Pitturauto, un evento col sapore dell’avventura

Ecco una proposta sfiziosa, diversa, con un contenuto che sa distinguersi in modo originale nel panorama degli eventi di auto storiche italiani. E per almeno tre buoni motivi. Intanto perché si svolge in notturna, come è successo anche quest’anno, nell’ottava edizione che ha visto partecipare, sabato 30 luglio, circa 40 equipaggi. E quando si dice notte è per davvero, perché si percorrono strade extraurbane immerse nell’oscurità, nel silenzio e nella natura. Sono le vie solitarie e i tornanti di montagna dall’atmosfera fiabesca che conducono in cima al Monte Peglia, nell’Umbria più selvaggia. Non c’è illuminazione fra queste poche case sparse qua e là: molto più facile incontrare una volpe, piuttosto, o un uccello notturno. A Pitturauto lo start è poco prima del tramonto, con la luce dell’imbrunire che rende tutto ancora più suggestivo e i paesaggi, man a mano che il giorno finisce, si percepiscono con l’olfatto tra l’odore dei boschi che si attraversano e le emozioni che si susseguono, incredibili, a ricordarci da dove veniamo.

Ci si orienta con il road book, ovviamente. E si affrontano le prove, ben tre sessioni, di cui una di media con 39,5 km/h da mantenere e due di sequenziali concatenate. Perciò oltre al fascino dell’avventura, c’è anche il gusto della sfida. In un’atmosfera che sa di amicizia, di passione e goliardia ma che col buio acquista anche una dimensione più slow e intimistica. Anche la cena si consuma in un bosco: in un’ampia piazzola con lo spazio sufficiente per una schiera di tavolate e il catering. Ed è un momento spettacolare anche questo.
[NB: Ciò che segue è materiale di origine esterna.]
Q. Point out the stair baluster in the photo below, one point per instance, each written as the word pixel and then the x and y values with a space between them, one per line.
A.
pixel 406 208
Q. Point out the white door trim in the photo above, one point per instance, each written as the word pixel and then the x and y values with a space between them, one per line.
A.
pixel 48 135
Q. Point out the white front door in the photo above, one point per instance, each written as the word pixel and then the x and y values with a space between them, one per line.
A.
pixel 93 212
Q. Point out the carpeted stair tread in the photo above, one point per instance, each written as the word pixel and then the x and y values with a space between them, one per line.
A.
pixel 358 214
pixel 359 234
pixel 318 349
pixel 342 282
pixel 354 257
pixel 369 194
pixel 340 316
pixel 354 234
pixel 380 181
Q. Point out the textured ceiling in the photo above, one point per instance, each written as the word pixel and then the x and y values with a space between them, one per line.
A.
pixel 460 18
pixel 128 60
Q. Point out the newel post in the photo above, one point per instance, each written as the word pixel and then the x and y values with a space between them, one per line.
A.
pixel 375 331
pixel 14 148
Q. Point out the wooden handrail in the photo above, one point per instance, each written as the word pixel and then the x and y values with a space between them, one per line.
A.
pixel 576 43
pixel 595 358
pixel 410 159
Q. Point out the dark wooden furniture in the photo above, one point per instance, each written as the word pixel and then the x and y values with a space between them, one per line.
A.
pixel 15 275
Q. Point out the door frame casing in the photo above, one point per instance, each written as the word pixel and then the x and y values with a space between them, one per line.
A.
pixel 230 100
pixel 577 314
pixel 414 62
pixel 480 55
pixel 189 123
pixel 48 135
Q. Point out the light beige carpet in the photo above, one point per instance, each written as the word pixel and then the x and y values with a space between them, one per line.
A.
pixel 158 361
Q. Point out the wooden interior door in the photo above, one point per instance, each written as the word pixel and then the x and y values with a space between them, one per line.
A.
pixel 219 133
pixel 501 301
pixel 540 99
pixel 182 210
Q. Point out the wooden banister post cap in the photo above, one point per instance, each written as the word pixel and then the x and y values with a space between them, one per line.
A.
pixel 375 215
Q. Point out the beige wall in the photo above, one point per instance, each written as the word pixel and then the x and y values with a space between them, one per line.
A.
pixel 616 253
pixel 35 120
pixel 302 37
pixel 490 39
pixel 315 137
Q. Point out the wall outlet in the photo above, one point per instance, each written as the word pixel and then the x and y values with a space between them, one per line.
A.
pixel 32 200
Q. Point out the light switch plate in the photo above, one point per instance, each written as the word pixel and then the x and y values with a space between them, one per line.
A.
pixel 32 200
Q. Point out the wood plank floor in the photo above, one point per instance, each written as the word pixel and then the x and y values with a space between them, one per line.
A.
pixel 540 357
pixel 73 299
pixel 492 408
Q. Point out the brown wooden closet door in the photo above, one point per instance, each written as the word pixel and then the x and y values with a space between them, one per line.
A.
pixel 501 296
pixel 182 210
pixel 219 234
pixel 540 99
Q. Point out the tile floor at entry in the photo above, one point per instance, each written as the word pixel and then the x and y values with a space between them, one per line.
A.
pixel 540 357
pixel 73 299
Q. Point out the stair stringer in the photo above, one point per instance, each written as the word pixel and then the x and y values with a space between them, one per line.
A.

Le auto che all’improvviso arrivano e il luogo che si anima di voci, luci e allegria, e poi si spegne di nuovo nella notte appena tutti se ne vanno ha un ché di surreale. La destinazione successiva è San Venanzo, il paese in cui ha sede il club organizzatore, il Cateu-Club Auto Moto Veicoli e Trattori d’Epoca Umbro, associato Asi. Ma si passano anche minuscoli paesini, come Rotecastello, rimasti ancora come al tempo della loro fondazione, e Fratta Todina, Collelungo, Montecastello di Vibio. Poi si rientra a Todi, da dove si era partiti subito dopo l’aperitivo e la visita guidata del centro storico. Manca ancora la torta, che arriva a suggellare l’edizione durante il rito delle premiazioni. Siamo all’atto finale, la serata si conclude alle due di notte.

Tra i premi assegnati ci sono anche quattro dipinti, fatti creare per l’occasione ai pittori Valeria Andreani e Francesco Scianna. Ed ecco un secondo tratto distintivo della manifestazione – che peraltro le dà il nome – ovvero l’abbinamento dell’amore per l’arte alla passione motoristica. Un quadro è stato anche donato al sindaco di San Venanzo, come da tradizione: tutti gli anni, al proprio passaggio, Pitturauto lascia in Comune un ricordo di sé. Altro elemento caratterizzante che rende unica la manifestazione è poi l’assenza assoluta di toni d’élite: prevalgono piuttosto l’amicizia e l’associazionismo. Eppure le auto erano di qualità, dalle italiane alle inglesi, passando per diverse tedesca. Ferrari, Fiat, Alfa Romeo, Porsche, Mercedes… i marchi automobilistici rappresentati sono stati molti, a partire da una Lancia Ardea del 1951 fino alle Youngtimer, attraversando mezzo secolo di storia. Tante anche le le loro provenienze, tra le quali Roma, Salerno, la Puglia, la Sicilia e l’Abruzzo. Da fuori regione sono arrivati anche i consiglieri federali Asi Francesco Battista e Arcangelo Conserva. E se tanti affezionati arrivano immancabili a Pitturauto da luoghi anche così lontani significa che davvero i rapporti umani più autentici qui sono ancora di casa. E fanno la differenza.